The enactment of cross-border insolvency law will make India an even more attractive destination for cross-border investments as insolvency regime in India would become predictable for foreign companies, Mital said at an international webinar on “Cross Border Insolvency and Global Lessons for India”, organised by the Indian Institute of Insolvency Professionals of ICAI (IIIPI), jointly with International Insolvency Institute, USA.

He also highlighted that as part of its ‘Make in India’ programme, the government wants to attract foreign companies to set up manufacturing facilities in India. 

Mital said that Indian government is keen to introduce a globally accepted and well regulated cross-border insolvency law.

Based on UNCITRAL law

The new comprehensive framework is likely to be largely patterned on the UNCITRAL model law on cross-border insolvency, which has been adopted by the US, the UK, Japan and Singapore. The UN Model law is now proposed to be tweaked to suit the Indian context and requirements. 

“There is a clear need for a cross-border insolvency framework in India. Our country is considering adapting model law (UNCITRAL model law) with certain India specific modifications. We understand the model law will have great benefits for our country”, Mital said.

Mital noted that the UNCITRAL model has emerged as the most widely accepted legal framework for dealing with insolvency issues and more than 40 countries have adopted this model law.

He highlighted that global experience demonstrates that cross-border investment decisions are influenced by insolvency laws in a particular country. 

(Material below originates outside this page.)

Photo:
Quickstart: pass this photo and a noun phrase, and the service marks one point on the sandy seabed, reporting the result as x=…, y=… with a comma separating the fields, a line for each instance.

The proposed Indian law will permit the country to refuse recognition of foreign proceedings or provisions if anything is contrary to domestic public policy. Therefore, priority will be given to domestic proceedings and, thus, there will be protection of domestic creditors, he said. 

‘Will guide coordination’

“It will also empower Indian insolvency representatives  to access foreign jurisdictions and avail recognition and cooperation. It will enable foreign representatives to have same benefits in India. The model law will guide coordination between courts and insolvency professionals in foreign jurisdictions”, Mital said.

Mital noted that existing IBC does cover situation of cross-border issues through sections 234 and 235 of the Code. “Our adjudicating authorities have facilitated cross-border insolvency in several cases and Jet Airways is one of those  cases that exemplifies the need for a regime that deals with situations where corporate debtor may have creditors and assets dispersed across various jurisdictions. We have also seen issues of cross-border in the Videocon Industries case”, he said.

Debashis Mitra, ICAI President, said that cross-border insolvency has a great future and highlighted that more than 60 per cent of insolvency professionals in India are chartered accountants. He said that IIIPI has been an active participant in the la- making process relating to cross-border insolvency.

Ashok Haldia, Chairman, IIIPI, said that the intensity of collaboration between trade and industry in India and the US extends even to small and medium enterprises. ”That being the case, there is is a desperate need for resolution of cross-border insolvency in an effective manner—fairly and transparently. IBC does provide framework for cross-border insolvency. That has, however, hardly been taken recourse to”, Haldia said.

The Corporate Affairs Ministry has already received public comments on the proposed legal framework for cross-border insolvency under the IBC.

Adoption of cross-border insolvency regime is expected to further India’s image as the most improved jurisdiction in terms of insolvency resolution.